In 2021, she interviewed Bill Cosby after his release from prison. Jericka went inside of Cosby's home without cameras and alone for the interview. She was the only member of the media given an interview.

In 2021, Duncan emceed the RTDNA Murrow Awards in New York City.

== Awards==
- In 2005, Duncan set the women's Ohio University school record in the 100 meter hurdles, with a 13.75 second finish. Duncan's record stands today. Ohio University is an NCAA Division I college.
- In 2005, Duncan received the NAACP Image Award of Athletics.
- In 2007, Duncan received the "Best Spot News Coverage" award from the New York State Broadcasters Association Award.
- In 2008, Duncan won a local "Best Morning Show" Emmy award after reporting on winter storms.
- In 2011 and 2012, Duncan covered the Philadelphia basement kidnapping, or the "Basement of Horror" case, where she reported on the captivity of four adults and the theft of their social security checks by their detainer. This led to Duncan winning a first place award from the Associated Press and receiving a nomination for a Mid-Atlantic Emmy Award.
- In 2012, Duncan was acknowledged as the "Broadcast Journalist of the Year" from the Philadelphia Association of Black Journalists.
- In 2014, Duncan was inducted into the Aurora High School Athletic Hall of Fame.
- In 2023, Duncan was inducted into Aurora High School's Hall of Fame for Distinguished Alumni.
- In 2025, Duncan became an Honorary Member of Zeta Phi Beta Sorority.
- In 2025, the Buffalo Broadcasters Hall of Fame named Duncan an inductee for her work into the New York area.
- In 2025, the NAACP honored Duncan for her commitment to truth and storytelling by giving her the President’s Award.

== Jeff Fager dismissal==
In 2018, Jeff Fager was fired as executive producer of 60 Minutes after it was revealed that he sent Duncan threatening text messages, which Duncan exposed in September 2018. Fager had been accused of sexual harassment by several women who worked for him. When Duncan was reporting the story, Fager threatened her by saying, "If you repeat these false accusations without any of your own reporting to back them up you will be responsible for hurting me. Be careful. There are people who lost their jobs trying to harm me and if you pass on these damaging claims without your own reporting to back them up that will become a serious problem."
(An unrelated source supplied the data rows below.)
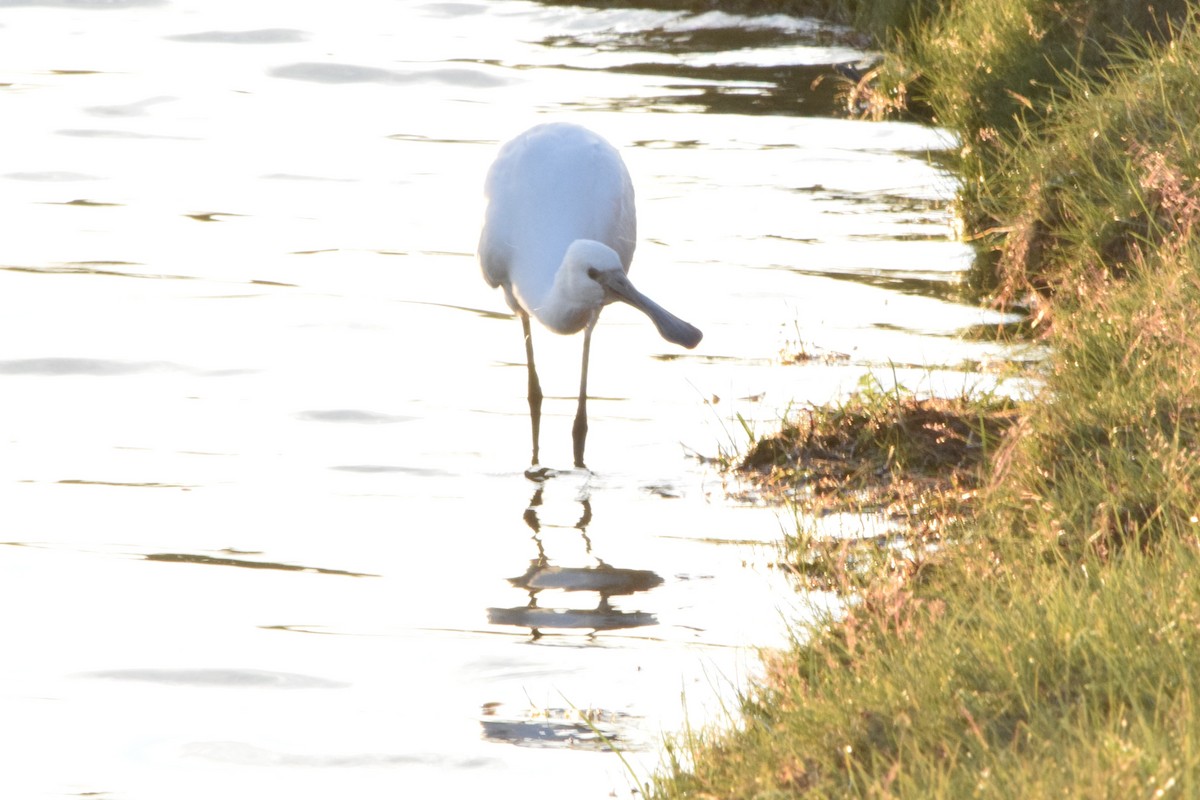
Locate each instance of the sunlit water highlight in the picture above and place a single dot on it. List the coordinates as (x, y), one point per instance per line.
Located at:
(265, 527)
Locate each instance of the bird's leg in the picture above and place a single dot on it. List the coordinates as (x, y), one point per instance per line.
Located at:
(534, 388)
(580, 429)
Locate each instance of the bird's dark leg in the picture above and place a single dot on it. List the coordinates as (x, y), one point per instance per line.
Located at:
(580, 429)
(534, 389)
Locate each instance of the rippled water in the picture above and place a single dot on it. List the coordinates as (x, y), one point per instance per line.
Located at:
(265, 524)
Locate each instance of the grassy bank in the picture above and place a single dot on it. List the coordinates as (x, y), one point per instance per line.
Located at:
(1048, 644)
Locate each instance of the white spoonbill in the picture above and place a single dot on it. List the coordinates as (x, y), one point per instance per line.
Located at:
(558, 238)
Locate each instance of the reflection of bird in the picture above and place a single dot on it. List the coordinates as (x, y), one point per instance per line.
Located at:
(558, 236)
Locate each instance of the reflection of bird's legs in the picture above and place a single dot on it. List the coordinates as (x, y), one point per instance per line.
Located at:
(534, 388)
(580, 429)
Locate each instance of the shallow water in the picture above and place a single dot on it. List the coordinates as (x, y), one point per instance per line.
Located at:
(265, 523)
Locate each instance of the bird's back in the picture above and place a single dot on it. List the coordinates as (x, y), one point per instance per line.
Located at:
(547, 187)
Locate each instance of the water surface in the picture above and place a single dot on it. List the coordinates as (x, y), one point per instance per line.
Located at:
(265, 529)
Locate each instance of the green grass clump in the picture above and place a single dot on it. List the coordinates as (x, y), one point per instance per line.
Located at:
(1113, 455)
(1048, 645)
(1029, 683)
(999, 73)
(1111, 179)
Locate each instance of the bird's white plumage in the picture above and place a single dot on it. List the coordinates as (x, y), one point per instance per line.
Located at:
(550, 186)
(558, 238)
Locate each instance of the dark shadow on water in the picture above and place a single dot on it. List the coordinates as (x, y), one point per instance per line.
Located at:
(214, 560)
(603, 578)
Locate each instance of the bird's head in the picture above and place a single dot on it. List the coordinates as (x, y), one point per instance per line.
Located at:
(595, 274)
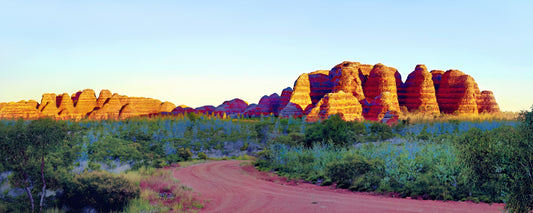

Once Duncan announced Fager's response to her, it opened up conversations regarding repercussions of reporting for the #MeToo movement. It led to the creation of the #reportingMeToo hashtag on Twitter. Also, this incident opened up a conversation about women being more likely to be assigned sexual harassment incidents and reporting messages from the accused.

In response to the moment when Fager was fired, Duncan was met with support from CBS coworkers Gayle King, Norah O'Donnell and John Dickerson. She was praised for taking a stand and revealing and reading aloud the text messages sent from Fager. A short time afterward, the Buffalo Association of Black Journalists announced Duncan as a leading speaker at one of their events titled "Social Media and Reporting on Race".

Jeff Glor of CBS Evening News was in the midst of covering Hurricane Florence as he said to Duncan, "You have done great work. It's difficult enough without dealing with this. That message was unacceptable. I think it's important for you to know, for everyone to know back there, that I, we, the entire team at Evening News supports you 100 percent."

==Personal life==
Jericka Duncan was born in New York City to mother Yvonne Griffin and father Ronnie Duncan. Jericka Duncan has a brother named Joshua and a sister named Jasmine. Jericka Duncan is single with a daughter named Journey.